By John Stossel
Wednesday, March 06, 2013
If you're reading this, you've survived the
"sequester" cuts!
That may surprise you, since President Obama likened the
sequester to taking a "meat cleaver" to government, causing FBI
agents to be furloughed, prosecutors to let criminals escape and medical
research to grind to a halt!
The media hyped it, too. The NBC Nightly News said,
"The sequester could cripple air travel, force firefighter layoffs -- even
kick preschoolers out of child care!"
The truth is that the terrifying sequester cuts weren't
even cuts. They were merely a small reduction in government's planned increase
in spending. A very small reduction.
After a decade, the federal government will simply spend
about $4.6 trillion a year instead of $4.5 trillion (in 2012 dollars).
And still members of Congress, Republicans included, look
for ways to delay the cuts, like spreading them out over 10 years instead of
making any now. Sen. Rand Paul, R-Ky., asked, "If we cannot do this little
bit ... how are we ever going to balance the budget?"
Actually, we don't even need to balance the budget. If we
just slowed the growth of government to 1 or 2 percent a year, we could grow
our way out of unsustainable debt.
Paul recommends freezing hiring of federal workers,
staying out of most foreign military conflicts and eliminating four
Cabinet-level departments: Housing, Education, Energy and Commerce. Why do we
even have a Commerce Department? Commerce just happens. The free market
provides housing and energy. Education is funded by states.
Those Cabinet departments don't exist just to help you.
The housing budget funds vouchers that give people an incentive not to seek
higher-paying jobs, plus advocacy groups and in a few cases even homes for the
bureaucrats themselves.
Federal education spending pleases education bureaucrats
and teachers unions but doesn't raise kids' test scores. Energy subsidies go to
"green" crony capitalists like those who ran Solyndra. The Commerce
Department awards taxpayer-funded trips to politically connected CEOs to
promote their companies overseas.
We could cut still more departments. I'd start with the
departments of Labor and Agriculture. Workers can labor and farmers can farm
without federal help.
But the chances of bigger cuts -- or tackling the biggest
threat, Medicare -- seem remote when government won't even ditch budget items
like these:
• --$140,000 to study pig feces in China.
• --$100,000 for a video game about aliens saving planets
from climate change.
• --$88,000 for a comedy tour in India called "Make
Chai, Not War."
• --$55,000 to study immaturity and drinking.
Did those sound like jokes? They are all too real.
Maybe I -- and people my age -- can avoid making cuts.
Since so much spending is lavished on older Americans, we can let younger
generations foot the bill. But that will be tricky, since the portion of the
population that's my age keeps getting larger.
My fellow baby boomers and I rudely refuse to die, and we
want all the cool new stuff modern medicine invents. We expect it to be free,
or nearly free, through Medicare.
Unfortunately, there aren't enough young people to pay
for what we'll collect from Medicare. Birth rates are falling. Young people in
America now don't have enough babies to replace themselves, let alone enough to
become workers to fund Medicare. Worse, many of those young people learned bad
lessons from us baby boomers -- like how to be parasites.
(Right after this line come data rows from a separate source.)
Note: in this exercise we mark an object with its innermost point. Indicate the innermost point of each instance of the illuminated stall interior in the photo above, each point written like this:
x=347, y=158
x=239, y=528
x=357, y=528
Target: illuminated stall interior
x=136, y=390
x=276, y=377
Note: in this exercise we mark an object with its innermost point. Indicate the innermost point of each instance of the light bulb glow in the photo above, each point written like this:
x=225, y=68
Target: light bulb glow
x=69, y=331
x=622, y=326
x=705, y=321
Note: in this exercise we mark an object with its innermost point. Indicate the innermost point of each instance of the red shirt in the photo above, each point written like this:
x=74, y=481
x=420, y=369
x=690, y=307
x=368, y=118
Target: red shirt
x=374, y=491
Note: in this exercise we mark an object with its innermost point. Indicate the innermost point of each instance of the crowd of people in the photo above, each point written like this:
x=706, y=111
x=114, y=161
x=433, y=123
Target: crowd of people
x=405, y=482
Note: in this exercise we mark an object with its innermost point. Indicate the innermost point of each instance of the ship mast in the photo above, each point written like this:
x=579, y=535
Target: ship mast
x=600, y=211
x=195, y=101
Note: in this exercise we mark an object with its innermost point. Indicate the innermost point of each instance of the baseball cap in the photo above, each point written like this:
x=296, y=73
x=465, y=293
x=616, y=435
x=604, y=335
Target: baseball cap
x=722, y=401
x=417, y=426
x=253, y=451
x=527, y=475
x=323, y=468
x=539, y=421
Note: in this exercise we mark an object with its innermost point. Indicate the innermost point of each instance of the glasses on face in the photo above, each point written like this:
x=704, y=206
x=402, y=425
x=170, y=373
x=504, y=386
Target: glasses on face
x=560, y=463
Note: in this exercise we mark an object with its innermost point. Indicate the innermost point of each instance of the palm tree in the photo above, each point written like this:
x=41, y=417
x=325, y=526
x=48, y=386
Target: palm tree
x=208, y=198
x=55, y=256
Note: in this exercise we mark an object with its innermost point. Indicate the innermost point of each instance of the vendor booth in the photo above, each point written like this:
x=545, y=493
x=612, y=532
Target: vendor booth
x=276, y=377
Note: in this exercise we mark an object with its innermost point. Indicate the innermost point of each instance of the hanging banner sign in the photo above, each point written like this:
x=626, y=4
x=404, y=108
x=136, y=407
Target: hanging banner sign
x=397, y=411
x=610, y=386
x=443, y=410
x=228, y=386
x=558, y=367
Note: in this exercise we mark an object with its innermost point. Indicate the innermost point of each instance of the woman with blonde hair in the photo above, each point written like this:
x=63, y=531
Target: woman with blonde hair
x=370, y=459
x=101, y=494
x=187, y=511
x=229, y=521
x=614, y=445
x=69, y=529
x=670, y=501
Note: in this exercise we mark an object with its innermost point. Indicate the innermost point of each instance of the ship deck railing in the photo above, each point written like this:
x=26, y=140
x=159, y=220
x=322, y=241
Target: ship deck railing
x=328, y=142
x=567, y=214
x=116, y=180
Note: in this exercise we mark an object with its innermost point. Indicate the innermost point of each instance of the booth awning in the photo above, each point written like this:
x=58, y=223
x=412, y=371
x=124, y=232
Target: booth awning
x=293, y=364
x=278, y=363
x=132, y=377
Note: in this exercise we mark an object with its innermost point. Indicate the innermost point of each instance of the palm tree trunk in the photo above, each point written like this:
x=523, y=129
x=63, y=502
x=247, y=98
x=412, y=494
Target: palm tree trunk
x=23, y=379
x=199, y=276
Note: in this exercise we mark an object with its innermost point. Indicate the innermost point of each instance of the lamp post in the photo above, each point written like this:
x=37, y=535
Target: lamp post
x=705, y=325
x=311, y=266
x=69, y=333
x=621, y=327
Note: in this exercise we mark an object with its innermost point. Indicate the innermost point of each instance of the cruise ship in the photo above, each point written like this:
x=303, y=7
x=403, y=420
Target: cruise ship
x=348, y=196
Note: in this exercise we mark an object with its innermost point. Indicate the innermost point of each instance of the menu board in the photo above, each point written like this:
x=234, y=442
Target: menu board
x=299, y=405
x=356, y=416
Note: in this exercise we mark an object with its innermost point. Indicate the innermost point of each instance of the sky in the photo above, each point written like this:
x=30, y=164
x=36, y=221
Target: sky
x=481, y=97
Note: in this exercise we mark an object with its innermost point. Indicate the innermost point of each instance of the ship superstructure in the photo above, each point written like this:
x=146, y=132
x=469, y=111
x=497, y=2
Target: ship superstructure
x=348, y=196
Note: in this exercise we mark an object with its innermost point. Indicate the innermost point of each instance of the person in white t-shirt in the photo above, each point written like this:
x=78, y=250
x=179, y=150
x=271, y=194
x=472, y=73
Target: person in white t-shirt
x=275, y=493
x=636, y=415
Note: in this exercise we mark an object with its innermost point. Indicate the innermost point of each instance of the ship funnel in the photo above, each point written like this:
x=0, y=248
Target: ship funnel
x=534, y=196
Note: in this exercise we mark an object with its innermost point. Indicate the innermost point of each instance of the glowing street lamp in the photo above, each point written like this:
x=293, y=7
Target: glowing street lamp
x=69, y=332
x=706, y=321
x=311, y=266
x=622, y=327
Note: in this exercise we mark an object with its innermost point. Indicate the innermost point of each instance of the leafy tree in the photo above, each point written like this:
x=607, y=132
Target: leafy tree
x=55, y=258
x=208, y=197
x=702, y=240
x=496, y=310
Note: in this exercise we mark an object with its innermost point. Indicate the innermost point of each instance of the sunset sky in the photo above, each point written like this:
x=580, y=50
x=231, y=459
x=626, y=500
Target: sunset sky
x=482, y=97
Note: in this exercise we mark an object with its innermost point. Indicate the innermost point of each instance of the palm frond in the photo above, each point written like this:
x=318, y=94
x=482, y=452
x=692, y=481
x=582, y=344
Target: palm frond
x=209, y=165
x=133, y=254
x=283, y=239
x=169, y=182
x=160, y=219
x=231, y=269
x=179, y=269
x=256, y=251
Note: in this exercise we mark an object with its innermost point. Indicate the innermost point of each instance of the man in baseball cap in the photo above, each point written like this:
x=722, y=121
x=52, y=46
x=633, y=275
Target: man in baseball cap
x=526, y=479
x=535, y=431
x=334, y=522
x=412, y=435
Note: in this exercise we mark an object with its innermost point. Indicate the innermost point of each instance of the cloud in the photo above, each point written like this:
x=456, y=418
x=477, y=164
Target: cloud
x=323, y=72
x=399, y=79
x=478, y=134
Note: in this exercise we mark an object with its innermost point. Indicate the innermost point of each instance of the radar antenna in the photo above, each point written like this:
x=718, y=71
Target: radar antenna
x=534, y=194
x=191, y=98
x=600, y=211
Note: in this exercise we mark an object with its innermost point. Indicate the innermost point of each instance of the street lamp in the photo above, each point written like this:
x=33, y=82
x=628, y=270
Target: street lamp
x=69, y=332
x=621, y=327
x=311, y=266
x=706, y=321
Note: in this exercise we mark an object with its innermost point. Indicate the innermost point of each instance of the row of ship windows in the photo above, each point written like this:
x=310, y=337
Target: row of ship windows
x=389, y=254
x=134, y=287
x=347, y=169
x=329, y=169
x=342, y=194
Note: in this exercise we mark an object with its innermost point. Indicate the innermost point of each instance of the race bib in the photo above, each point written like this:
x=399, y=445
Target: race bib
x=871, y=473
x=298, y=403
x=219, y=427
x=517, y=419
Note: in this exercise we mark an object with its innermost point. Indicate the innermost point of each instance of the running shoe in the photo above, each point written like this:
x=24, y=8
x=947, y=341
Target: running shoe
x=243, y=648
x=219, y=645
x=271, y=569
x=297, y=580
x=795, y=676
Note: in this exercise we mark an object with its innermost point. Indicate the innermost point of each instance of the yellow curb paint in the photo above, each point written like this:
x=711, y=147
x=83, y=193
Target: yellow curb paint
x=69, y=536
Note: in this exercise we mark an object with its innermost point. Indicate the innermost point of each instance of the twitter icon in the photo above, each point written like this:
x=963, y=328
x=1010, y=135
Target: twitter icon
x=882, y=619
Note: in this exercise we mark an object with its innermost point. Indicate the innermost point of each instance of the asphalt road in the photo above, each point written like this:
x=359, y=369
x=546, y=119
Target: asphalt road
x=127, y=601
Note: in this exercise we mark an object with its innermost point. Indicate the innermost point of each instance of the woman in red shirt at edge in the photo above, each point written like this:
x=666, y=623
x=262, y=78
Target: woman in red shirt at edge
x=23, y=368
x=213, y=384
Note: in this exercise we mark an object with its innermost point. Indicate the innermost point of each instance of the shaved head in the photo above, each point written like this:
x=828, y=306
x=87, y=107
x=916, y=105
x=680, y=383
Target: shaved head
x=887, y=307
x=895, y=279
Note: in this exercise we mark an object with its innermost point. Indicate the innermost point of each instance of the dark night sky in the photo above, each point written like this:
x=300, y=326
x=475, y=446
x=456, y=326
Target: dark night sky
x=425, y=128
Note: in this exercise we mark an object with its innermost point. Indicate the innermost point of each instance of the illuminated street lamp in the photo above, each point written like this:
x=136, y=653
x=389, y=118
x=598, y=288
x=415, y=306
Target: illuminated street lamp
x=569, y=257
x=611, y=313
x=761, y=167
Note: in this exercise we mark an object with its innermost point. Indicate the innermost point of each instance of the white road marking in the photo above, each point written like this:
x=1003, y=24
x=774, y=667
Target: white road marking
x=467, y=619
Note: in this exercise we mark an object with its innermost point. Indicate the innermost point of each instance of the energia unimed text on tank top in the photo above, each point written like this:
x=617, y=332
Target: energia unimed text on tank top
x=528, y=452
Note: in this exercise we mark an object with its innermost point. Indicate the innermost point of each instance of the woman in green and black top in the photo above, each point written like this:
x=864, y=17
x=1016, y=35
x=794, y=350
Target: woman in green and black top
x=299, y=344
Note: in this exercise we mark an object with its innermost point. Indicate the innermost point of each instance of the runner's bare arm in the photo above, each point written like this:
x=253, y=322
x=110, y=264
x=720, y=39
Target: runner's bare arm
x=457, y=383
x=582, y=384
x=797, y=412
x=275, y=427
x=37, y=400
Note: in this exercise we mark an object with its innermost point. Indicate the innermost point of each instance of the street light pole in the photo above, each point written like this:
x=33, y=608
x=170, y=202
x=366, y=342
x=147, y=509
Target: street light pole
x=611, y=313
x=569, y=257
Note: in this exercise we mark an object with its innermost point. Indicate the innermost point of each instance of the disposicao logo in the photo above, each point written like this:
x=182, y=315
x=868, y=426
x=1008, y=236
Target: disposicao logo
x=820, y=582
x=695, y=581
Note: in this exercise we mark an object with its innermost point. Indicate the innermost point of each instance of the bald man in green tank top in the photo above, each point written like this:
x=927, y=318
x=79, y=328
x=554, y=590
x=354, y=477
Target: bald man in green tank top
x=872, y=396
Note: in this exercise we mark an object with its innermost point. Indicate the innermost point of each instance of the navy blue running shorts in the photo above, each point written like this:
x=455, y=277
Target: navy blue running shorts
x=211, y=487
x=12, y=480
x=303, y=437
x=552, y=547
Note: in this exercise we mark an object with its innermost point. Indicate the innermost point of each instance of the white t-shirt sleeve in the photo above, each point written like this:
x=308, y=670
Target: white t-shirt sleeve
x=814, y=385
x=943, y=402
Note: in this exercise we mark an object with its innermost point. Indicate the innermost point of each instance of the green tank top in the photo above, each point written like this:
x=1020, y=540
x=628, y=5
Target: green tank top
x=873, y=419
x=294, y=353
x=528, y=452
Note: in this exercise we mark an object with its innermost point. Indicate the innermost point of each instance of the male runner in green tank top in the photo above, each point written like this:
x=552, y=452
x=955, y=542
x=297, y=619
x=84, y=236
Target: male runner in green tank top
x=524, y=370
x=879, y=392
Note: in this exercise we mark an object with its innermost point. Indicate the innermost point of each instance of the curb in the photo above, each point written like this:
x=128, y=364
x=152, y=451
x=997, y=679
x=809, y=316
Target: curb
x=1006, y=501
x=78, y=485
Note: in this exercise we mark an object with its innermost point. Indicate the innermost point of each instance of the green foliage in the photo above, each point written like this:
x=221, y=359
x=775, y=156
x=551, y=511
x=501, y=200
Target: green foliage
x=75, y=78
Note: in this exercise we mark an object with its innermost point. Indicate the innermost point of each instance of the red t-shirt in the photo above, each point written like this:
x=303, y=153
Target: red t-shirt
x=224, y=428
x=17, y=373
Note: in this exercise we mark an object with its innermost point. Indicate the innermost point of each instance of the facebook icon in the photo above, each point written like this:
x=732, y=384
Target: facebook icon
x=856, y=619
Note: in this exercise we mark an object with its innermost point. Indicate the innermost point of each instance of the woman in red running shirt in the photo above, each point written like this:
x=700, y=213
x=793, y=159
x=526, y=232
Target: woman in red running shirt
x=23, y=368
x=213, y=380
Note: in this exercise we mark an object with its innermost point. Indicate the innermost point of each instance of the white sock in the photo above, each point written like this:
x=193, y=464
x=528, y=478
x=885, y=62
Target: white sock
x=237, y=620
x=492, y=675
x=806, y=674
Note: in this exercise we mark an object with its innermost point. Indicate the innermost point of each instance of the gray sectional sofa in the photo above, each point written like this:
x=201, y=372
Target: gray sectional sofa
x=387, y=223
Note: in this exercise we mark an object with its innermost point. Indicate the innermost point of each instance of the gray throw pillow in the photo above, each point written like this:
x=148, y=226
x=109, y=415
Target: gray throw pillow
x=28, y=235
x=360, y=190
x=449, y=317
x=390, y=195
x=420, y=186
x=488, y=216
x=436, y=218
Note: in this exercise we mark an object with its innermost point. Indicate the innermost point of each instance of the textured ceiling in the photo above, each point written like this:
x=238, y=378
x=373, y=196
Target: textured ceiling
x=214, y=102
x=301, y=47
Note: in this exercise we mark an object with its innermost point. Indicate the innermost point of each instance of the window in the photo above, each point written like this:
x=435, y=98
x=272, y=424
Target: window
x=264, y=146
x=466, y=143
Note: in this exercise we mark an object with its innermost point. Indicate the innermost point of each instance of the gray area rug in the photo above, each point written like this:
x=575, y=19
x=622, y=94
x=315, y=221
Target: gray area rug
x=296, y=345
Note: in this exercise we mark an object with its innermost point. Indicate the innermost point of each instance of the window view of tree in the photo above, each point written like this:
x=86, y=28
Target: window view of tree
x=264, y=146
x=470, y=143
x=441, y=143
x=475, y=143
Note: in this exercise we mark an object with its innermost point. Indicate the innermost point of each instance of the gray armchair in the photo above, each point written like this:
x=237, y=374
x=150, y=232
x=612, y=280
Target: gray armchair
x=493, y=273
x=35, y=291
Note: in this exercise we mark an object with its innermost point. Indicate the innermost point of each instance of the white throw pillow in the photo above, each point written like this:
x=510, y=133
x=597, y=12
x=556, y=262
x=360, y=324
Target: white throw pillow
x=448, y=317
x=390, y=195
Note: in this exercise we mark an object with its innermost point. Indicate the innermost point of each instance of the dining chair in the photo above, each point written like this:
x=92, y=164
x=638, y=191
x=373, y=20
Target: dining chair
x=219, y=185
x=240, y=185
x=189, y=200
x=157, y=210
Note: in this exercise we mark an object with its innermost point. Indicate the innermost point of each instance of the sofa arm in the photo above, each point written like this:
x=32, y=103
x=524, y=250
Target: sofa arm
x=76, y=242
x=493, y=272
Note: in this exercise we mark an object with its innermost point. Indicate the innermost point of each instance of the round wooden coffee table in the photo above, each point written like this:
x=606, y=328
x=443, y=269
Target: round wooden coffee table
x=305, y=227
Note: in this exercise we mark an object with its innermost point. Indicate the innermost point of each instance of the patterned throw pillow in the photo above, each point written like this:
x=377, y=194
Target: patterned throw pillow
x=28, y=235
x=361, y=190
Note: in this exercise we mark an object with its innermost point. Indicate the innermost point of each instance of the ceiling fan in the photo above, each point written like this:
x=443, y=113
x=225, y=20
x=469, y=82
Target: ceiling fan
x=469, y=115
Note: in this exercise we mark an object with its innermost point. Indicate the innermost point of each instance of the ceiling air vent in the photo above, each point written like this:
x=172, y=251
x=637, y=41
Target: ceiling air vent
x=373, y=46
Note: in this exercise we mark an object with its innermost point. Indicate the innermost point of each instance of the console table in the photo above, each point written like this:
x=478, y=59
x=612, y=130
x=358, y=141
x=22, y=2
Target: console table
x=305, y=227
One student from California State, Northridge told my
viewers that his plan for the future is: "Beat the system -- take out a
bunch of loans, and don't pay them back. ... What (else) are you going to do,
work?"
Well, someone has to.
Frederic Bastiat wrote, "Government is the great
fiction through which everybody endeavors to live at the expense of everybody
else."
But government, which wants you to think it is so useful
and generous, can't spend a dime until it takes that dime from us.
It's time to stop kidding ourselves. Think of the
sequester "cuts" as a very gentle wake-up call.